Updated Analytic Stories:
CRL-1711 - Updated "Credential Dumping" analytic story detections with corresponding MITRE technique IDs
CRL-1714 - Updated "Lateral Movement", "Windows Privilege Escalation", and "Disabling Security Tools" analytic stories.
- added a new detection "Unload Sysmon Filter Driver".
- added appropriate MITRE ATT&CK technique IDs to all detection searches.
- refreshed MITRE ATT&CK reference URLs where needed.
- added input and output filter macros where needed.

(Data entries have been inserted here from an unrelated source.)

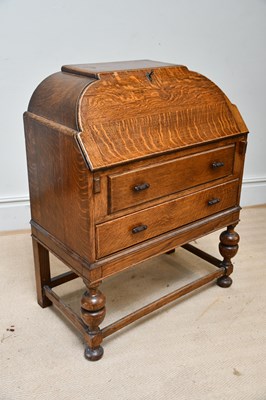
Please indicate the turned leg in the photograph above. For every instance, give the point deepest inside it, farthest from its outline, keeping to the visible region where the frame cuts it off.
(42, 272)
(93, 313)
(228, 247)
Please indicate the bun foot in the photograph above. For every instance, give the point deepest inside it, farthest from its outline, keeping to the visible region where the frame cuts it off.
(93, 354)
(224, 281)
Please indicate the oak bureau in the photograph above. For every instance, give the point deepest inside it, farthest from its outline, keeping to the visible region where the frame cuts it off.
(127, 161)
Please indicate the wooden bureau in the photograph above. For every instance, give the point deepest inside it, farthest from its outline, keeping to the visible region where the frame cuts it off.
(127, 161)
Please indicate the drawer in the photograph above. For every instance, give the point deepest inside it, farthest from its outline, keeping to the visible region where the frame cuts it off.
(137, 227)
(142, 185)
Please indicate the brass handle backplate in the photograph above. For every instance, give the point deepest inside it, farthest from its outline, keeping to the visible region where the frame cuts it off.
(213, 201)
(139, 228)
(142, 186)
(217, 164)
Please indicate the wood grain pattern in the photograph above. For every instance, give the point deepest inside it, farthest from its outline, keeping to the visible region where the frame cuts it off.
(124, 116)
(117, 234)
(169, 177)
(95, 131)
(60, 187)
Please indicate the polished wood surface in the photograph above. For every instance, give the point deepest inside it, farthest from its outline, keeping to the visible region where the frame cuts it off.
(169, 177)
(163, 218)
(127, 161)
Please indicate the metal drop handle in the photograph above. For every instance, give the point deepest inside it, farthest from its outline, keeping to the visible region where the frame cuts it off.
(213, 201)
(142, 186)
(139, 228)
(217, 164)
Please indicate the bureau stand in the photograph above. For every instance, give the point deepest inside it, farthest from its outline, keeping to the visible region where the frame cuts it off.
(127, 161)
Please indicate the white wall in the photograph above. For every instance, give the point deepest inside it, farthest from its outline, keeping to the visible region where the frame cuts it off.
(224, 40)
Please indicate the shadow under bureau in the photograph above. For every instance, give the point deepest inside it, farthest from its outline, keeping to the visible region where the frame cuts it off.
(127, 161)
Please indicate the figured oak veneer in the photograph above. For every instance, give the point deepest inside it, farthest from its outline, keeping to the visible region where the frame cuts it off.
(127, 161)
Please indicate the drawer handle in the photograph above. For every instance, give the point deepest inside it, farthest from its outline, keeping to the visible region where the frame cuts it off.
(217, 164)
(213, 201)
(143, 186)
(139, 228)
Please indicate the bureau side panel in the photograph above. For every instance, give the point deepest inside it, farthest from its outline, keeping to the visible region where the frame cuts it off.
(60, 185)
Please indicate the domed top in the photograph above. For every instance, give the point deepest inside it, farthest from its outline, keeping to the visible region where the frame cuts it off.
(121, 112)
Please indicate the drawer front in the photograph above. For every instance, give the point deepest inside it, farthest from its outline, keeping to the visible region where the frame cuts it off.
(136, 187)
(137, 227)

CRL-1718 - Updated DNS Hijack analytic story
- Added output filter macros to "Clients Connecting to Multiple DNS Servers", "DNS record changed", and "DNS Query Requests Resolved by Unauthorized DNS Servers" detections.
- Updated cis20 mappings in "Clients Connecting to Multiple DNS Servers" detection.
- Updated mitre_attack mappings in "DNS Query Requests Resolved by Unauthorized DNS Servers" detection.
- Added lookup 'discovered_dns_records' to "DNS record changed" detection.
- Updated entities output by "Detect hosts connecting to dynamic domain providers" detection.
Fixed issues:
- CRL-1715 - Updated "First Time Seen Running Windows Service" detection and "Previously Seen Running Windows Services" support search to use field names provided by Splunk Add-on for Microsoft Windows.
- CRL-1716 - Updated Malicious PowerShell Process With Obfuscation Techniques detection to address a false negative.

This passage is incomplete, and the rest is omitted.